Why Columbus was ever honored with a holiday is mystifying, even apart from his inability to distinguish Asia from the Bahamian islands. There must be historical figures more deserving.

Mary Ivory-Ross, Plymouth

• • •

Indigenous Peoples' Day is about an honest look at the Doctrine of Discovery, how those who "discovered" for crown and cross were really in the business of domination and colonization — a history that resulted in the deaths of 19 out of 20 indigenous peoples in the Americas. It is the least we can do to change the name and speak the truth about a history with modern-day consequences that we would prefer to forget.

Joan Haan, St. Paul
THE ELECTION

Here's what we get with the DFL in power

Putting all negative ads aside, this is what happens when the DFL controls the state government in Minnesota:

• A balanced budget and all money borrowed from the education fund repaid.

• $150 million transferred to the state budget reserve, increasing the reserve for the first time in 13 years and bringing it to its highest level in state history ($811 million).

• Fully funded all-day kindergarten.

• $54 million in new education funding, increasing resources for schools statewide and providing preschool scholarships for low-income families.

• A two-year freeze on tuition in state colleges and universities.

• An increase in the minimum wage to $8.50 an hour in 2014 and to $9.50 an hour by 2016.

• Increased time off for mothers to care for newborns.

• A 5 percent pay increase for long-term-care providers.

• A decrease in property taxes for homeowners and renters of modest income.

• Freedom to marry for all Minnesotans.

• Gun laws amended to deny firearms to people under a domestic-violence restraining order.

• New tools against bullying.

• Legalized medical marijuana for chronically or terminally ill patients.
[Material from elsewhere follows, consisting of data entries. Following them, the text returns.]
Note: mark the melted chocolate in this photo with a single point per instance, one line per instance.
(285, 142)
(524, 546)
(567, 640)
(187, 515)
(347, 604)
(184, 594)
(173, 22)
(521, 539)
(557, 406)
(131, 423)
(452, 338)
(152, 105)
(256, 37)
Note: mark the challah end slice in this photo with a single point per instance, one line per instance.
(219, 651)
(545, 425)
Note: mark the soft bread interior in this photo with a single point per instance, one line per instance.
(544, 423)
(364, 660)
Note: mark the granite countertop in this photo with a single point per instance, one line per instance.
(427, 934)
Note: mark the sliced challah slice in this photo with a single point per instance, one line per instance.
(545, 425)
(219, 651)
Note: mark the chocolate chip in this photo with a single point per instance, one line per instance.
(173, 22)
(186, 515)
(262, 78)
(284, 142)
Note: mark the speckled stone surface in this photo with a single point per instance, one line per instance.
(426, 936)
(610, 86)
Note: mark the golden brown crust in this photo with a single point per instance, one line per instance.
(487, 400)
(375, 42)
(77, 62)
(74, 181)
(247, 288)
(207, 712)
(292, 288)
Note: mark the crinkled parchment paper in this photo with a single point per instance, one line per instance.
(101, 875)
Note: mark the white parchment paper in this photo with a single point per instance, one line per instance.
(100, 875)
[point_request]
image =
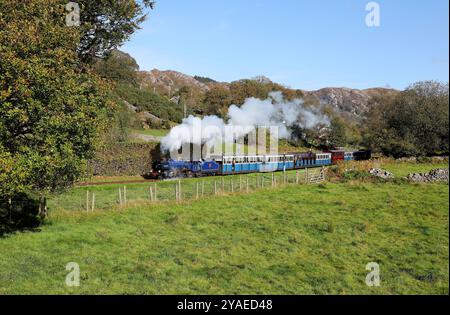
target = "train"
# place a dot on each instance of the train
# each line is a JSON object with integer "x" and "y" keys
{"x": 231, "y": 165}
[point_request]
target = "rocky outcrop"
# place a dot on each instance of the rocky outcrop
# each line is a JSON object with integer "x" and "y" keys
{"x": 381, "y": 173}
{"x": 436, "y": 175}
{"x": 350, "y": 102}
{"x": 170, "y": 80}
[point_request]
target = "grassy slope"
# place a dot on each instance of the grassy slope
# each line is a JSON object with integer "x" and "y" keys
{"x": 405, "y": 168}
{"x": 295, "y": 240}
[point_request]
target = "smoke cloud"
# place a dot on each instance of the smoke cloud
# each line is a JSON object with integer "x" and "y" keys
{"x": 272, "y": 112}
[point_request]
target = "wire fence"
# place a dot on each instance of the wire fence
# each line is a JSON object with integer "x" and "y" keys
{"x": 89, "y": 199}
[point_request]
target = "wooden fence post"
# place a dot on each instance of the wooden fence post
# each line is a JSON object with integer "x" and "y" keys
{"x": 93, "y": 202}
{"x": 151, "y": 193}
{"x": 203, "y": 188}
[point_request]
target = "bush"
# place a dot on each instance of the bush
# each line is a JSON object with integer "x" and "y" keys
{"x": 20, "y": 213}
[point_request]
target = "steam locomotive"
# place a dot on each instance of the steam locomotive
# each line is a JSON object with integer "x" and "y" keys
{"x": 229, "y": 165}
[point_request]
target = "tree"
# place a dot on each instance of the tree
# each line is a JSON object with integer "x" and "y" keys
{"x": 51, "y": 105}
{"x": 118, "y": 67}
{"x": 107, "y": 24}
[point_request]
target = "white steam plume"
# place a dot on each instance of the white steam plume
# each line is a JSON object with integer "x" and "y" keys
{"x": 274, "y": 111}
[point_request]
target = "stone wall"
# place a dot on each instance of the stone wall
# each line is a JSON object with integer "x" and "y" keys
{"x": 124, "y": 159}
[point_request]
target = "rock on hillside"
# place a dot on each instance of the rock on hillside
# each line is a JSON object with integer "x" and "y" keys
{"x": 350, "y": 103}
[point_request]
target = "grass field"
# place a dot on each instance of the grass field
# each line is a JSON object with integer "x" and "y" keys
{"x": 295, "y": 239}
{"x": 314, "y": 239}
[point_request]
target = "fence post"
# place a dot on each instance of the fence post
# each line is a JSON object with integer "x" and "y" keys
{"x": 93, "y": 202}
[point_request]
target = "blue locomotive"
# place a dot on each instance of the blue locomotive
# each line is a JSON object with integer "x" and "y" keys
{"x": 228, "y": 165}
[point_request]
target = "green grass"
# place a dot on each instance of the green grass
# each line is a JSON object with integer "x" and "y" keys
{"x": 402, "y": 169}
{"x": 314, "y": 239}
{"x": 107, "y": 196}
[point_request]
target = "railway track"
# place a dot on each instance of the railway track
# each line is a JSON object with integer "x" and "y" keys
{"x": 87, "y": 184}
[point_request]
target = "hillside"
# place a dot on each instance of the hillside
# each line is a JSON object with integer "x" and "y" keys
{"x": 351, "y": 103}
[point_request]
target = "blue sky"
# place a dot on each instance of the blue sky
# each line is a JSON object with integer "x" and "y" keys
{"x": 302, "y": 44}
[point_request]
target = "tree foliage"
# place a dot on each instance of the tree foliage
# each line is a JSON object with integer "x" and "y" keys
{"x": 107, "y": 24}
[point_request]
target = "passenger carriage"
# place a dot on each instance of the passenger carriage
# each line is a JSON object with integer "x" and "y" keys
{"x": 227, "y": 165}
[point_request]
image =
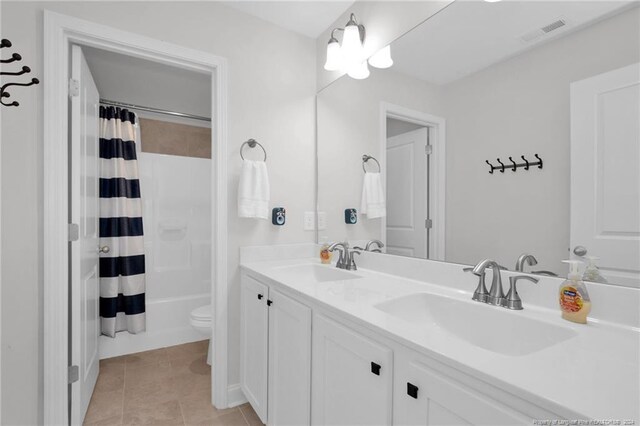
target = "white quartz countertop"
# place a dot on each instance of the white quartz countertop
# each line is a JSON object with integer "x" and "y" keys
{"x": 594, "y": 374}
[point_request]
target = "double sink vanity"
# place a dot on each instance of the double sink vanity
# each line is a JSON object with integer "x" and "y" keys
{"x": 400, "y": 341}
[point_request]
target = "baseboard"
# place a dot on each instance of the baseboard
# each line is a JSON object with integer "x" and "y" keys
{"x": 235, "y": 396}
{"x": 125, "y": 343}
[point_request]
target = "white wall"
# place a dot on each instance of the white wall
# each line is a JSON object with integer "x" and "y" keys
{"x": 521, "y": 107}
{"x": 516, "y": 107}
{"x": 271, "y": 98}
{"x": 348, "y": 117}
{"x": 385, "y": 21}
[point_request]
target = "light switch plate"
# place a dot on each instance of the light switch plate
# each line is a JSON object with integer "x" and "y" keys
{"x": 322, "y": 221}
{"x": 309, "y": 221}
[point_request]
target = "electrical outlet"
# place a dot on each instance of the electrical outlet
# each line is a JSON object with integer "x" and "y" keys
{"x": 322, "y": 221}
{"x": 309, "y": 221}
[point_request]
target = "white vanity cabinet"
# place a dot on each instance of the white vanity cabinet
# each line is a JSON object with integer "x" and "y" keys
{"x": 275, "y": 354}
{"x": 424, "y": 394}
{"x": 352, "y": 377}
• $20 million to expand access to high-speed Internet in underserved areas of the state.

A vote for DFL candidates in November means more progress in building a better Minnesota.

Jan Mrachek, Wabasha, Minn.
THE CATHOLIC CHURCH

Cartoon was pointed at the wrong guy

Normally, I enjoy Steve Sack's editorial cartoons. The one of Oct. 20, however, missed a subtle but important point. It shifted the apparent de-emphasis of the Vatican's welcome to gays onto Pope Francis. In reality, the pope should get the credit for opening the door for official, open and transparent discussion of issues long considered "off the table" for Catholics. This official conversation has just begun and now will be debated throughout the Catholic world, leading up to next October's conclusion of the synod.